Die Corona-Zahlen in Österreich steigen weiterhin rasant an. Sebastian Kurz plant offenbar einen „Lockdown light“. Am Donnerstag lädt er zum Gipfel im Kanzleramt.

Update vom 29. Oktober, 14.28 Uhr: Kanzler Kurz dementiert, dass die Regierung nur abwarten würde. „Es ist ein transparenter Prozess.“ Deshalb sei auch zusammen mit den Experten diskutiert worden. Aber erst bei 6000 Infektionen am Tag sei eine kritische Lage erreicht. Eine solche Situation werde Österreich jedoch nicht zulassen. „Wir bereiten gut vor“, so der Kanzler. Es entwickle sich eine Phase, in der entgegengesteuert werden müsse. Deshalb sei dieser Prozess gestartet worden. Am Samstag werde die Öffentlichkeit dann informiert werden. 

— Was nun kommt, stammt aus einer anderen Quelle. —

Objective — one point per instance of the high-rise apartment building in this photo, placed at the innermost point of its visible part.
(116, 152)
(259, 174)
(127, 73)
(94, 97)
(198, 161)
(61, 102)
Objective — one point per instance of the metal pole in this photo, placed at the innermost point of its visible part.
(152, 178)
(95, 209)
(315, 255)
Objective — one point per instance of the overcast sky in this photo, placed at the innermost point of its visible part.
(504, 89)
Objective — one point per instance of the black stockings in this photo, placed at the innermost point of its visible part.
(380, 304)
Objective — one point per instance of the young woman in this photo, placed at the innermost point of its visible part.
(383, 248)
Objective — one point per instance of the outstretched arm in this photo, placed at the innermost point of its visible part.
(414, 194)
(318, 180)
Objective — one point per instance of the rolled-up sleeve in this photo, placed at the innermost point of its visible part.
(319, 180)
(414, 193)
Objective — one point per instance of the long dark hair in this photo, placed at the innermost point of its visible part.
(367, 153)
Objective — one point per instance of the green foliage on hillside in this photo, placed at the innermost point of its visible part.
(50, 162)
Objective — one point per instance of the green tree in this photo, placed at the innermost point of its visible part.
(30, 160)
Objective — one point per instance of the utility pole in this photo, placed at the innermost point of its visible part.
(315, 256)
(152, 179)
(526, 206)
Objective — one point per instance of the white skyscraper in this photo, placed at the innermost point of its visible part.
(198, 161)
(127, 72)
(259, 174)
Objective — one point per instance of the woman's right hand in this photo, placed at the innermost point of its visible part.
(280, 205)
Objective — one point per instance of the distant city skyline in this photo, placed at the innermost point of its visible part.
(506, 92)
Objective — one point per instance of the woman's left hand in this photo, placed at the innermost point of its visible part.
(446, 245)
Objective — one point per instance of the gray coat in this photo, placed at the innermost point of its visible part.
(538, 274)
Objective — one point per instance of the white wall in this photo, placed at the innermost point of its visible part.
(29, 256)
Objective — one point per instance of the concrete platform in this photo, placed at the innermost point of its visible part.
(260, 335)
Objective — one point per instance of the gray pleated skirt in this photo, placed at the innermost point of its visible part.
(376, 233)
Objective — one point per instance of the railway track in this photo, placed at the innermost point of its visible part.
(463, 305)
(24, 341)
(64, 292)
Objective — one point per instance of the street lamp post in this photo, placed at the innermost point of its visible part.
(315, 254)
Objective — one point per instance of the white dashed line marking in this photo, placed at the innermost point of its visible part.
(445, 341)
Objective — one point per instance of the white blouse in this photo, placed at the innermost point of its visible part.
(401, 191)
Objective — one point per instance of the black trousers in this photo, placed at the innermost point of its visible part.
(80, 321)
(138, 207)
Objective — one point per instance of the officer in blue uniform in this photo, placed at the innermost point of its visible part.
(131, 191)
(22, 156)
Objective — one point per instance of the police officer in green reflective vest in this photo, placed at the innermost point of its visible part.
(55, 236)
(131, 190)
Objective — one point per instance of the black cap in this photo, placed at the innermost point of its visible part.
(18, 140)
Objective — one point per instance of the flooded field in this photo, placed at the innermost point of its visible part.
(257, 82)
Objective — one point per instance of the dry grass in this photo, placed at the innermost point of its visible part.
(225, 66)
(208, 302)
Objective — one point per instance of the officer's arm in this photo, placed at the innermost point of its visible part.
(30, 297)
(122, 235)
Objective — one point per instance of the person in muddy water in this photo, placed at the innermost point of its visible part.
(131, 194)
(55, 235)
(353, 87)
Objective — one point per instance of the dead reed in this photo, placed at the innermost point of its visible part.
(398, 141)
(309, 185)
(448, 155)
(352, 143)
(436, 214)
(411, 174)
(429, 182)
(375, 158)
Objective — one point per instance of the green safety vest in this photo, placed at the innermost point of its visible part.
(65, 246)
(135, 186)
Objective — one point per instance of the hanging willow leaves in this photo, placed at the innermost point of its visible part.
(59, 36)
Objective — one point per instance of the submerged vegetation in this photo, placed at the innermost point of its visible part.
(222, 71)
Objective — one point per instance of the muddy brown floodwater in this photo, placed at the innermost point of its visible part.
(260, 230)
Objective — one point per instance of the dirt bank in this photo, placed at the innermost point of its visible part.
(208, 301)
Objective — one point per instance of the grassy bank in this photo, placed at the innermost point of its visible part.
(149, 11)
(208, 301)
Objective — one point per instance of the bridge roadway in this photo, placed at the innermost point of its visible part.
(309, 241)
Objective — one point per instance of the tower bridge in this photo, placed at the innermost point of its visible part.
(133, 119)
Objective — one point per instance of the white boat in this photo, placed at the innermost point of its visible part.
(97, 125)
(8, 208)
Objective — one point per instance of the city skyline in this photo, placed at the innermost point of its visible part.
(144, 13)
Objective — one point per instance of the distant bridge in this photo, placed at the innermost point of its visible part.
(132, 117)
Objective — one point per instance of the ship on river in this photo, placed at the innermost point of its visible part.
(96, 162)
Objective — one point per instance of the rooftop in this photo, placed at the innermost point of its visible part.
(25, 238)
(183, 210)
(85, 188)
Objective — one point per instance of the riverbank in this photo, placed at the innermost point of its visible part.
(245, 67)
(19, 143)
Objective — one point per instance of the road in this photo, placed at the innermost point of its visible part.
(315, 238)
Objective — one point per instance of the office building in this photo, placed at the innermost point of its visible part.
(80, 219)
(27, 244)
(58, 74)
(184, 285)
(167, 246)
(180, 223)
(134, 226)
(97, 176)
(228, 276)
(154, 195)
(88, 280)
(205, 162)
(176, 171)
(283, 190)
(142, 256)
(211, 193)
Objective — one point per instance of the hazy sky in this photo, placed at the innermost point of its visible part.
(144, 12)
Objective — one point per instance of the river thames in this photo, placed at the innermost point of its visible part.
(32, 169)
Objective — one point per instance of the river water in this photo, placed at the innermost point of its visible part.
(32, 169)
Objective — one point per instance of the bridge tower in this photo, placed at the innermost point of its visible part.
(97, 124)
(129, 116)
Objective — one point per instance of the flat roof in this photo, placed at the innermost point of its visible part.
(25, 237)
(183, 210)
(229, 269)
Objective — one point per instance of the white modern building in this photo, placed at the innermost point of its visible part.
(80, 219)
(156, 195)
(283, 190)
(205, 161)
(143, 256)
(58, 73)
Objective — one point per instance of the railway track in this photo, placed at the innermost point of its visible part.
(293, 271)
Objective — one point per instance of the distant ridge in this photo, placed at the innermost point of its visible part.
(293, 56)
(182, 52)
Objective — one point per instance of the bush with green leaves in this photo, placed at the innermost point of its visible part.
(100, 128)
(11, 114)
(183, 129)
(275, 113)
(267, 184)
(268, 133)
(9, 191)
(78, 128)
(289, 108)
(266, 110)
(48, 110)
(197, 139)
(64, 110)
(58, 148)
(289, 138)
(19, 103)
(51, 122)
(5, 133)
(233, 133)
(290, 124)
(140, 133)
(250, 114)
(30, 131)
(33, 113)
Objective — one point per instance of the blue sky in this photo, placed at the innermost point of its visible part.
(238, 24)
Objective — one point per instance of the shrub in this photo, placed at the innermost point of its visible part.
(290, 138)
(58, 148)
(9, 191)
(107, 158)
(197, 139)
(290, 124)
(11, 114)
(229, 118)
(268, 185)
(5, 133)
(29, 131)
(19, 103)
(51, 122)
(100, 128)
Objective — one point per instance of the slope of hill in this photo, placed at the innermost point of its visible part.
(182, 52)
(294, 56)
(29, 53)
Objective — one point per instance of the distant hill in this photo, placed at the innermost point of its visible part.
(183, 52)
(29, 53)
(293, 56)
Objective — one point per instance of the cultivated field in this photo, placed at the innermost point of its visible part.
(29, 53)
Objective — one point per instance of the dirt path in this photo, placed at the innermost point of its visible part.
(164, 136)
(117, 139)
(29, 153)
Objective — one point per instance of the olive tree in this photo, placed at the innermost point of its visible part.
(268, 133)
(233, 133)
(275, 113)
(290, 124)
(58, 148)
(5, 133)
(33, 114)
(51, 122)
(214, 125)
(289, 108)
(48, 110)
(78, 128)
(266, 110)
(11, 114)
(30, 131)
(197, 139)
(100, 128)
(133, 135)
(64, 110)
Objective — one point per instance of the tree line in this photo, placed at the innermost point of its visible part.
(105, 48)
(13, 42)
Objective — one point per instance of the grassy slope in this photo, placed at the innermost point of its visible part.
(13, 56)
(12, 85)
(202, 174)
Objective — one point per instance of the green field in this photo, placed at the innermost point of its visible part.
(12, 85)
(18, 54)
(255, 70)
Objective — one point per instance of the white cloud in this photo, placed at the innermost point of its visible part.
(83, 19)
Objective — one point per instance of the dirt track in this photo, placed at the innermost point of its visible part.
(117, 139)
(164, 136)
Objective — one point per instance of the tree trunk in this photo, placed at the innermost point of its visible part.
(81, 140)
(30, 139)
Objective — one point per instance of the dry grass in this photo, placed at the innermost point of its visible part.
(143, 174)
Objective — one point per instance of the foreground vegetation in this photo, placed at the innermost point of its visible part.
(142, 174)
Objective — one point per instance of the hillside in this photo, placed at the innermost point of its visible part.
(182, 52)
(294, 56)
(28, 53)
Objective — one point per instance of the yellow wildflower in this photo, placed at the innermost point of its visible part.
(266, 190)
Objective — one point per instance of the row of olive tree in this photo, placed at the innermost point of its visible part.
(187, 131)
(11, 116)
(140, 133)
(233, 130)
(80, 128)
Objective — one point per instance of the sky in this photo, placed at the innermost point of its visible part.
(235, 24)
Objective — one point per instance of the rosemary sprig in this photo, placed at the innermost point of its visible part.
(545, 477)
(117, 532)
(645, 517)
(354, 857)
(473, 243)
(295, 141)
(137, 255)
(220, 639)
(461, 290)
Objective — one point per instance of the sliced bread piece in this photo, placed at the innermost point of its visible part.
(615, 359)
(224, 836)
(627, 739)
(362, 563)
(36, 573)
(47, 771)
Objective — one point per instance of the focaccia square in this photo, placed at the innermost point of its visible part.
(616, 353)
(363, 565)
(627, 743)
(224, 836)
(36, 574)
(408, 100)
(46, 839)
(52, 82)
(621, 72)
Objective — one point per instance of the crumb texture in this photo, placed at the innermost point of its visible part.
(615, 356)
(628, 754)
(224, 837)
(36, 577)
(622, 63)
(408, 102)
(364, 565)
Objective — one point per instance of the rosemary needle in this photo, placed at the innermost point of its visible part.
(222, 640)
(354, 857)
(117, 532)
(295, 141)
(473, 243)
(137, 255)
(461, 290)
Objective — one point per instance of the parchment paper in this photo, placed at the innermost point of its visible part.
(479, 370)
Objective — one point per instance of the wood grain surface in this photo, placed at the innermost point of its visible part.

Corona in Österreich: „Die Zahl der Erkrankten wird rasant mehr“

Update vom 29. Oktober, 14.24 Uhr: Ein weiterer Experte, Klaus Markstaller, erklärt: „Die Intensivmedizin in Österreich ist sehr gut ausgestattet. Die Auslastung ist aber auch ohne Corona zu 90 Prozent ausgelastet. Kleine Spitzen können wir jederzeit abfangen. Für eine Pandemie ist dieses System aber nicht vorbereitet.“ Man könne die Kapazitäten aber nicht kurzfristig schnell erweitern.

Update vom 29. Oktober, 14.24 Uhr: Gesundheitsexperte Ostermann erklärt, dass von 100 infizierten Personen innerhalb von 7 Tagen auf einer Intensivstation und bleibe dort 12 Tage. Zwar seien im Moment „nur“ 250 Personen dort untergebracht, aber bei dem exponenziellen Wachstum werde sich dass schnell ändern. „Die Zahl der Erkrankten wird rasant mehr“, so der Experte.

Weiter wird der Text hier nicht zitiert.